Deep down within each of us, there is a child who is joyful to simply be alive. A child who is excited about everything that life has to offer.
A child who wants to simply “play” through life.
With the increasing age, workload, and many other major issues, we suppress the child within us. We stop playing through life, we let the life play through us. These lead us to greater pressure, unhappiness and even bring down to depression. Do you think you can stay happy this way? Do you think killing your inner child will keep you happy? Do you think you can have the fun of life without the child within? Ask your inner child to live, give it happiness, you will automatically be happy.
Talk to yourself daily. Talk to the child within. If you feel awkward doing that publicly, do it in private. Talking to your inner child lets you analyze life better. They see the life in a much simpler perspective. The complications are less deep inside your heart. Whenever you fall into some trouble, talk to that child you have within yourself. You will come up with solutions. Maybe, it’s simple, maybe it doesn’t sound good, but, that can be the easiest solution to your problem. Well, not always though.

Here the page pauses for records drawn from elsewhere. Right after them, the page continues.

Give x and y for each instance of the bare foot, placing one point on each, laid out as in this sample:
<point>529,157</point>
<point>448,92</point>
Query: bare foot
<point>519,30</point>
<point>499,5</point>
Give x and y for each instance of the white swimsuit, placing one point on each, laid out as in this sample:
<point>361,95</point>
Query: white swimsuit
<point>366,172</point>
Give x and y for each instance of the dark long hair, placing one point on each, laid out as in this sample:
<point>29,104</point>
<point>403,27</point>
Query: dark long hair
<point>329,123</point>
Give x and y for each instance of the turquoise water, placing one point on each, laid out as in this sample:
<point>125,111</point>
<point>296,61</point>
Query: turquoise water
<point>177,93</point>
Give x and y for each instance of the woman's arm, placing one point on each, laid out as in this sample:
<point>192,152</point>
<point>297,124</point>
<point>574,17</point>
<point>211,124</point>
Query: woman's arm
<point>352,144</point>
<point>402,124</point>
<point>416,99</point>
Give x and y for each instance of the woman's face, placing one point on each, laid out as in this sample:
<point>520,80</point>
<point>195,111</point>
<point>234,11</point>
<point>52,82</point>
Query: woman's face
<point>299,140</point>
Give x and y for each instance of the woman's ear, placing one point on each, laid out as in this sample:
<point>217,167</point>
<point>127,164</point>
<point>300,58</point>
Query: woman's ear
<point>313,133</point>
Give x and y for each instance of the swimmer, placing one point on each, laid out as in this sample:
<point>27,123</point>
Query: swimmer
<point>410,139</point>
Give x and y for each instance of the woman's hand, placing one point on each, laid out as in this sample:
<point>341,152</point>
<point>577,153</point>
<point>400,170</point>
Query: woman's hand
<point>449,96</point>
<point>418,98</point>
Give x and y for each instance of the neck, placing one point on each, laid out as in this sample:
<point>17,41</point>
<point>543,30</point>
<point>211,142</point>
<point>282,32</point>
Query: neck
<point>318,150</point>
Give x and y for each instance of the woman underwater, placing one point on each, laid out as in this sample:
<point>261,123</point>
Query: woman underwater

Just like a 4-year old, your heart also jumps to play. Don’t suppress that feeling. Play along. If the child within you is happy, you will also be happy. Every child has a wish to play. Every adult has the same. Just the difference is that the adults feel embarrassed to show their wish. The little child inside you starts jumping when they see a swing. But, you control thinking what people will say. Stop that. When the child is jumping out of happiness within, let yourself free. Join the child. Play along. Feel free, feel happy.
Comfort and encourage
Just like every kid, you also need appreciation. You also to live in the comfort zone. You also need some encouragement. All these wishes, or rather say needs, comes from within. From the child that’s there inside you. Ask him/her if s/he is comfortable with whatever you are doing. Ask if s/he is hurt. Ask if could do something better for her/him. The comfort zone that you create for your inner child is actually the comfort zone you want to live in.
If you encourage the child for every little thing they do, you feel more confident.